Thank you for your compliment, joelr. I appreciate it.
To be honest, it was very difficult for me to question God, the Bible, and what I believed as a Christian because I was raised in the church and indoctrinated to believe in God no matter what. I was taught to believe that the Bible is the Word of God and that I should never question its authority and accuracy. I was also taught to never question God in any way, and I was shamed by other Christians when I did. So, I quickly learned to keep my doubts and questions to myself while I was growing up. Unfortunately, this mentality stuck with me for the majority of my adult life, and I was a Christian for 30 years.

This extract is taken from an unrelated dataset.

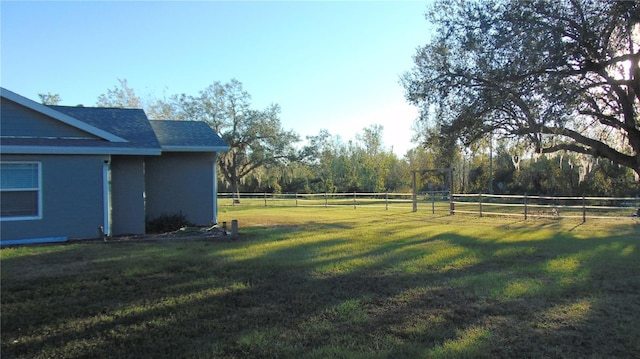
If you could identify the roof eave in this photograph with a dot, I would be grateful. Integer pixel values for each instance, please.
(45, 110)
(195, 148)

I always felt shame and guilt whenever I questioned God, so I pushed my doubts to the back of my mind and tried to ignore them. But I lived with the nagging feeling that I was ignoring my doubts, and that made me feel sad and confused. Long story short, about a year and a half ago, I finally got to a breaking point where I decided that I wasn't going to ignore my doubts anymore. I decided I was going to face them, come what may, and so I did.

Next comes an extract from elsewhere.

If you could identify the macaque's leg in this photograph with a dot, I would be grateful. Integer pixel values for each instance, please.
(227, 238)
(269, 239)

I began to examine and re-examine everything that I believed about God, the Bible, and everything else I believed as a Christian. As I said, it was very difficult for me, but I had my beloved, loving husband to help me get through it. I think of myself as a prime example of how deeply a person can be brainwashed and ensnared by a religion. My belief and faith in God were deeply entrenched in my psyche, and it was almost impossible for me to leave it behind. I compare my emotional dependence on God to being locked in a prison cell, except the door to my cell was open, but I never realized that I could leave whenever I wanted to. Being a devout Christian was detrimental to my emotional, mental, and physical health, and letting go of my faith was the best decision that I've ever made.